One night I was taking the 72 bus home. It was pretty late and only about 1/3 full, mostly of weary black men going home to a later dinner and bed. Except one fellow who sat close to my bench and was gleefully proclaiming the words of God and the accuracy of the Bible, brandishing the raggedy tome about. It was clear that most of us were simply trying to ignore the rant, more eager to get home than engage with a zealot.
The devotee was unmoved by being ignored. Then he mentioned how (then) President Clinton was a fornicator. A man just in front of the Bible thumper turned around and said, “You leave President Clinton out of this. I got a job ‘cuz of him.”
Well, Mr.

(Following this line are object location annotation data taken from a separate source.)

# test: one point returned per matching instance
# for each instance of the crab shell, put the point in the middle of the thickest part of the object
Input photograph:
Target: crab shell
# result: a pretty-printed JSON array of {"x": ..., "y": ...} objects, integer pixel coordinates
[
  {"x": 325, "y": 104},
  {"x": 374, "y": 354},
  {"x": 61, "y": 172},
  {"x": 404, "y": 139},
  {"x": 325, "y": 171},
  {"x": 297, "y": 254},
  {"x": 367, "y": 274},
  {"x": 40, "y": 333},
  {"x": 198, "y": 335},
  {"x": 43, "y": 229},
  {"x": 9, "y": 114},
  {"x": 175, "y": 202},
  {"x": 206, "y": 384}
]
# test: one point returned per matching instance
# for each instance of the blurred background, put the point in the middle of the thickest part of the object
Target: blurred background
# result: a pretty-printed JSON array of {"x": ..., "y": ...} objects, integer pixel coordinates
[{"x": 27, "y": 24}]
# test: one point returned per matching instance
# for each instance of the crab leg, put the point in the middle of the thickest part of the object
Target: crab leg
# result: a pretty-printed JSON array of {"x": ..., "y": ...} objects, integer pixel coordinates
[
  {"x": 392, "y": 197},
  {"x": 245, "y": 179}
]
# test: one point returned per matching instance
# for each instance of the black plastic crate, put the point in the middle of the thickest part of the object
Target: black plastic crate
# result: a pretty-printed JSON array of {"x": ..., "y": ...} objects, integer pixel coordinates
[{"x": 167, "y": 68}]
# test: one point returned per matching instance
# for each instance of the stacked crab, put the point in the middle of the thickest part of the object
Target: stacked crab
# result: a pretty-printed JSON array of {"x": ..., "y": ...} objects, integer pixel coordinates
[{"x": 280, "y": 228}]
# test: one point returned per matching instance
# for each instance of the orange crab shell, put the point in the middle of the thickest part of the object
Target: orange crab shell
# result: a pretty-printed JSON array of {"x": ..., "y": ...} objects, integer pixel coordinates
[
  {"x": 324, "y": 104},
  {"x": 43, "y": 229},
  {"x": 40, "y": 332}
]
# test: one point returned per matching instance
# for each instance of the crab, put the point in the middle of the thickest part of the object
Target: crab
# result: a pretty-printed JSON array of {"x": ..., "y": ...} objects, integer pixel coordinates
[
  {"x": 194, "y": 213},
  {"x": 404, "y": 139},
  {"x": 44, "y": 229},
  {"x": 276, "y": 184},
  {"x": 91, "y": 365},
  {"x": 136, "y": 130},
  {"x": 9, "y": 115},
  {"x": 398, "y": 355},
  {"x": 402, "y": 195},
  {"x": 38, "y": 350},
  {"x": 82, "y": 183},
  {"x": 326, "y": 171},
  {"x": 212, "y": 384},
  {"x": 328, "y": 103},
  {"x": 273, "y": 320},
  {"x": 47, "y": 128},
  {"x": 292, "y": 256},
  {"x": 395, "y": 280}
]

Zealot now had a target and he started going off on Clinton the fornicator, we were all doomed and damned fornicators with minds in the sewers that needed to be cleaned by the Bible. Most of the men on the bus started stirring and shifting around, obviously irritated now. Then I spoke. I raised my voice louder than the would-be preacher.
“OK,” I said, “Let’s take a vote. Who here would rather be reading the Bible than getting some pussy?”
At which the entire bus exploded with laughter that did not silence soon. The only silence came from the devotee who scrunched down in his seat pouting.
I just figured it was my good deed for the day, squeaked in nearly at closing time, and was content.